Here are some that affect the health of financially ordinary Americans:

  • The Administraton has already taken steps to “roll back healthy school lunch standards”
  • The new head of the FDA “has invested in or consulted for dozens of healthcare companies” which suggests that the Food and Drug Administration won’t be much help in preventing unnecessary complications and expenses.
  • The House health care bill would eliminate Obamacare requirements that insurance plans cover prescriptions drugs and mental healthcare. Like all insurance, drug and mental health care coverage are intended to protect people from unplanned changes in the costs of survival.
  • Senate Republicans narrowly lost an effort to roll back a regulation that “limit[s] methane emissions from oil and natural gas drilling.” Methane is even more damaging to the climate than carbon.
    • Those rules risk our health for the sake of other people’s profits.

On savings for retirement:

  • “Trump’s Labor Department delayed the so-called fiduciary rule, ordering financial advisers to act in … [your] best interest[s] … [if you] are saving for retirement.”
  • The CHOICE Act would allow the banks that brought us the crash of 2008 to opt out of regulations adopted after the crash and intended to prevent another. And the bill renames the Consumer Financial Protection Bureau and “reduces its power to enforce pre-existing consumer protection laws.”
    • Those rules risk our financial security for the sake of other people’s profits.

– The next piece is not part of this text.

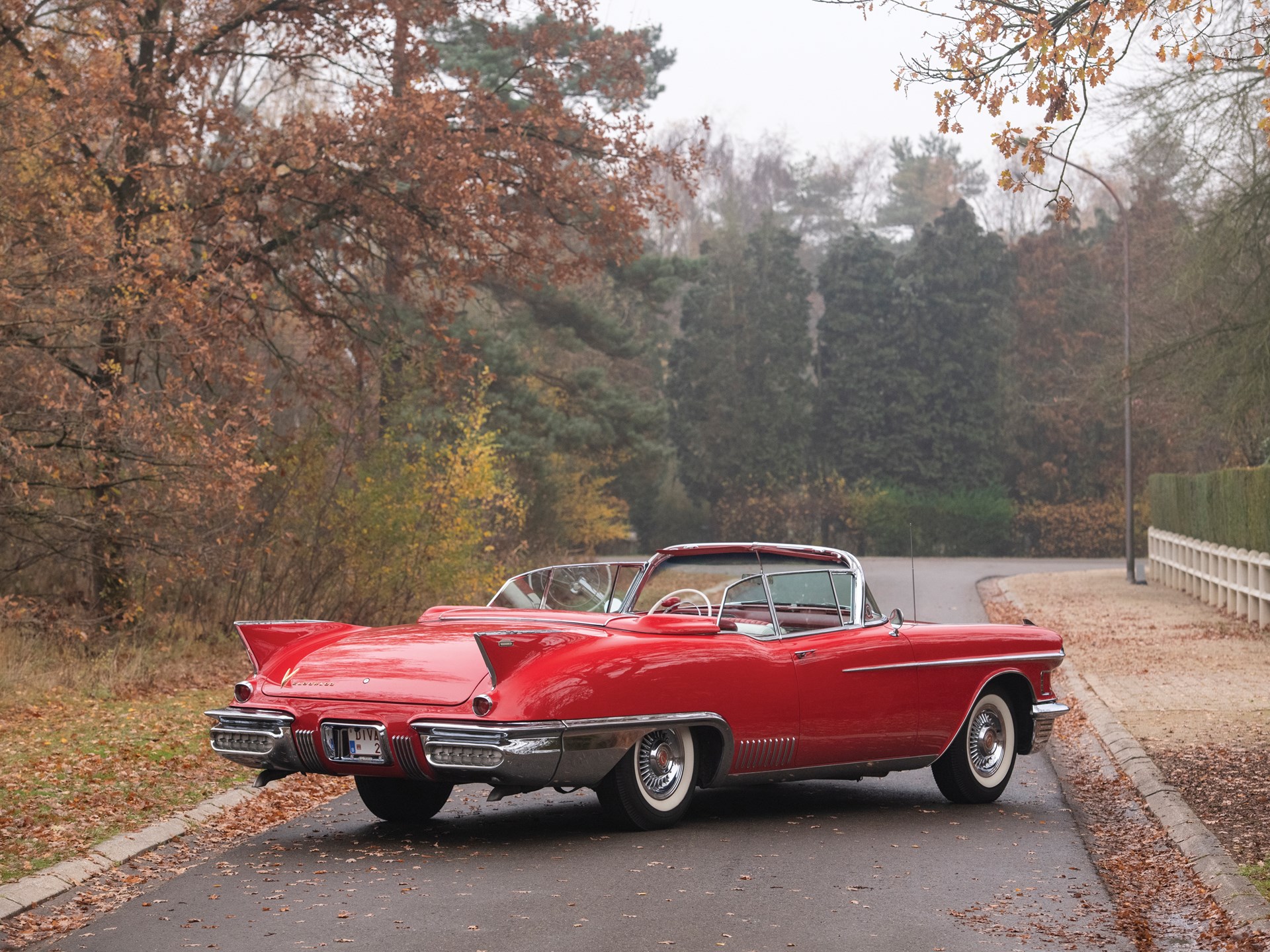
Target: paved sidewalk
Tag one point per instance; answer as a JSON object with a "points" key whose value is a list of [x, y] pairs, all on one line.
{"points": [[1188, 683]]}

Meanwhile, Republicans on the Supreme Court show little respect for working men and women.

  • With Breyer’s help they have blessed “Professional debt collectors … [who] built a business out of buying stale debt, filing claims in bankruptcy proceedings to collect it, and hoping that no one notices that the debt is too old to be enforced by the courts.”
  • The Court continues to apply a 1925 statute intended for interstate business transactions to consumer contracts and the Court bars state regulation entirely.

What Republicans continue to give us is freedom for the boss and drudgery for the rest of us. As the old folk song has it, “same song, second verse, could get better but it’s gonna get worse.”

— This commentary was broadcast on WAMC Northeast Report, May 16, 2017.